Skip fertilizing in spring. Fall is the best time to fertilize northwest lawns, but only if they really need it. When you do fertilize, be sure to use slow-release nitrogen. (Organic fertilizers are almost always slow-release.) And choose a fertilizer with little or no phosphorus - our local soils already have plenty.
Fertilize naturally - with your lawn clippings. Grass clippings are the perfect organic, slow-release fertilizer already. Just leave them on the lawn where they'll slowly break down and feed the soil.
Get a soil test to find out if you need fertilizer. Using lawn fertilizer is a bit like taking vitamins. We're usually not sure if our bodies need vitamins, but we take them anyway because we want to be healthy. When we take more than we need, our bodies flush it out as waste. Similarly, your soil and plants may not need the nutrients in your fertilizer. When you fertilize, extra nutrients get flushed away in rain runoff and end up in the lake. A soil test will tell you what your lawn really needs, so that you're not wasting money and time. Not to mention polluting the lake!

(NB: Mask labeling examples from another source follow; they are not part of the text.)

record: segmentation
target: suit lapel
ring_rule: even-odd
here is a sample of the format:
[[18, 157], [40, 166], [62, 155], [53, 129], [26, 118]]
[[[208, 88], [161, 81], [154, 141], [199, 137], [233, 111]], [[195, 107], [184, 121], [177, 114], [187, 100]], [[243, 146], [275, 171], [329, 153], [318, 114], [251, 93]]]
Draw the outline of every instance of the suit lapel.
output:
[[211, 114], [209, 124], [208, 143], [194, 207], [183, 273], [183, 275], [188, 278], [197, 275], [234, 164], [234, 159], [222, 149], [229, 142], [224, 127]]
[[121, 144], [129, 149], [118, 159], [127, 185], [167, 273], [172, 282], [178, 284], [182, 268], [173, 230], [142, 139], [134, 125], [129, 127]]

This spring and fall, we're partnering with the WSU Shore Stewards to offer FREE soil testing to Big Lake residents. We do all the work, you get the results! Contact Cristina Ocana Gallegos at 360-395-2369 or firstname.lastname@example.org for your free test!
Follow the directions if you choose to fertilize. Every bag of fertilizer will have instructions on the back for how to apply it at the correct application rate. (Your soil test might suggest a different application rate. If so, follow the soil test recommendations.) If your lawn is near a ditch, catch basin, or the lake, leave a 10 to 15-foot strip of unfertilized area as a buffer. And never apply fertilizer 24 hours before a rain event - otherwise it'll wash right off your lawn and into the lake!